Mozart’s Birthday
Yes, I know, it was last last week. But still, they call it Mozart year because that’s how big the guy is. So if he was alive, he’d be 250 years old! And he’d probably be writing new music and maybe even scoring a few films.
After all, he did score one of the best films of all time, Amadeus. It’s a movie that gets his music right (Immortal Beloved showed how easy it is for even great music to suffer misuse in a film).
So below I’ve compiled a few memorable other Mozart movie moments:
1. Trading Places - the opening sequence uses the overture to the Marriage of Figaro to show the pompousness of immaculate Wall Street men.
2. Out of Africa - uses the slow movement from the clarinet concerto that’s being played from a record player as an elegy
3. The New World - Malick has a Kubrickian knack for picking music. In this film, he has Mozart’s 23rd piano concerto (adagio movement) to serve as a strange counterpoint to the courtship of John Smith and Pocahontas and later as a remembrance of their forgotten past. Also the film uses Wagner’s Vorpsiel to Das Rheingold to great effect in a way that would do Wagner proud.
4. Jack Jack Attacks - Okay, you have to get the Incredibles DVD for this one, but this is a short film that fills in the gaps regarding the film’s baby character. He terrorizes his babysitter with various superpowers all to the music of Mozart. A smart way to avoid having to commission a new score. They use many pieces including Dies Irae from the Requiem, the Turkish March from the piano sonata no.11 in A, and others.

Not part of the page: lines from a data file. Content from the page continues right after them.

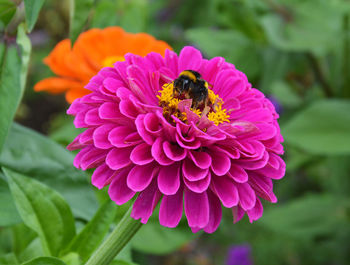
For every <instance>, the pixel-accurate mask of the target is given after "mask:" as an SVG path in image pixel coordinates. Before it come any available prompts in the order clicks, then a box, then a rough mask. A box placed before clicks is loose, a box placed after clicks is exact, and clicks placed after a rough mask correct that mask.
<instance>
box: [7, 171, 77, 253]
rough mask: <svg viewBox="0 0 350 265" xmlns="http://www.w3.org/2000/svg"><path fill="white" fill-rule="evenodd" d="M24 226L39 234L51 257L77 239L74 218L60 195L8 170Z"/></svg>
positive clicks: (19, 210) (20, 174)
mask: <svg viewBox="0 0 350 265" xmlns="http://www.w3.org/2000/svg"><path fill="white" fill-rule="evenodd" d="M4 172H5V174H6V176H7V178H8V180H9V186H10V189H11V192H12V196H13V197H14V200H15V203H16V207H17V209H18V212H19V214H20V216H21V218H22V220H23V222H24V223H25V224H26V225H27V226H29V227H30V228H31V229H33V230H34V231H35V232H37V233H38V235H39V237H40V239H41V242H42V245H43V249H44V251H45V253H46V254H48V255H54V256H55V255H58V253H59V251H60V250H61V249H62V248H63V247H64V246H65V245H66V244H67V243H68V242H69V241H70V240H71V239H72V238H73V236H74V235H75V225H74V218H73V215H72V213H71V211H70V208H69V206H68V204H67V203H66V202H65V201H64V199H63V198H62V197H61V195H60V194H59V193H57V192H56V191H54V190H52V189H50V188H49V187H47V186H45V185H43V184H41V183H40V182H38V181H36V180H34V179H31V178H28V177H25V176H23V175H21V174H18V173H15V172H13V171H11V170H9V169H5V168H4Z"/></svg>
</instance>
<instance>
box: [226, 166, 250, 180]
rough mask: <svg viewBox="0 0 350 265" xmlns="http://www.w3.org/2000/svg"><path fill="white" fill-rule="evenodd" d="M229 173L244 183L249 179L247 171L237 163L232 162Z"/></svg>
mask: <svg viewBox="0 0 350 265" xmlns="http://www.w3.org/2000/svg"><path fill="white" fill-rule="evenodd" d="M227 174H228V176H230V177H231V178H232V179H233V180H234V181H236V182H238V183H244V182H247V181H248V174H247V172H246V171H245V170H244V169H243V168H241V167H240V166H237V165H235V164H231V168H230V170H229V172H228V173H227Z"/></svg>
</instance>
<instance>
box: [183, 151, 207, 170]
mask: <svg viewBox="0 0 350 265" xmlns="http://www.w3.org/2000/svg"><path fill="white" fill-rule="evenodd" d="M188 154H189V156H190V157H191V159H192V161H193V162H194V164H195V165H196V166H197V167H199V168H201V169H206V168H209V167H210V164H211V162H212V160H211V157H210V155H209V154H208V153H206V152H199V151H189V153H188Z"/></svg>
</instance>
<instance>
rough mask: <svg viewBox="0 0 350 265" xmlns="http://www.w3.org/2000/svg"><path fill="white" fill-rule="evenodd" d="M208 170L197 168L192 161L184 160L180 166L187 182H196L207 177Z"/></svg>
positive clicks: (188, 160) (207, 169) (187, 159)
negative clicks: (182, 162) (187, 180)
mask: <svg viewBox="0 0 350 265" xmlns="http://www.w3.org/2000/svg"><path fill="white" fill-rule="evenodd" d="M208 171H209V170H208V169H201V168H199V167H197V166H196V165H195V164H194V163H193V161H192V160H190V159H186V160H185V161H184V162H183V164H182V173H183V175H184V177H185V178H187V179H188V180H189V181H197V180H200V179H203V178H205V177H206V176H207V175H208Z"/></svg>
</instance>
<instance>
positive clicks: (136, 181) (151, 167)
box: [126, 164, 158, 192]
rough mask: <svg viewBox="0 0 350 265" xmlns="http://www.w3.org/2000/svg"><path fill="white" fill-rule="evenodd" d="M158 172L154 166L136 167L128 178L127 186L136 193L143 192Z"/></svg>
mask: <svg viewBox="0 0 350 265" xmlns="http://www.w3.org/2000/svg"><path fill="white" fill-rule="evenodd" d="M157 172H158V168H155V165H154V164H148V165H145V166H134V167H133V168H132V169H131V170H130V172H129V174H128V177H127V182H126V183H127V185H128V187H129V188H130V189H132V190H133V191H135V192H139V191H143V190H144V189H146V188H147V187H148V185H149V184H150V183H151V181H152V179H153V178H154V176H155V175H156V173H157Z"/></svg>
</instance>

5. The Best of Youth - A six-hour Italian film that made my “best of 2005″ list. After a flooding calamity, a woman emerges to play the Sonata no. 8 in A minor. And of course, the guy falls in love with her.
6. The Spy Who Loved Me - The slow movement of the Piano concerto no. 21 plays as people are eaten by sharks in a tank.
7. Manhattan - A love triangle is made awkward while sitting on a balcony watching the Symphony no. 40 in G minor.
8. The Living Daylights - James Bond prepares to aid a defection where the defectee is attending a concert also of the Symphony no. 40. This is probably one of the first times I heard this piece, and it definitely made Mozart come alive for me even though it is such a part of the background. I’m just a sucker for Bond.
What are your favorite Mozart movie moments?
February 11th, 2006 at 6:11 am
Mozart moment: “A Little Night’s Music” in The Witches of Eastwick (1987). When a frustrated and newly sexually liberated Jane (Susan Sarandon) tells her children’s orchestra, who have been playing awfully up until that point, “When I count to three, we’re going to play the hell out of this thing.” The kids then play perfectly, and go nuts and everyone’s spinning in the room and she kicks off her shoes and the school people see her and she’s fired soon after.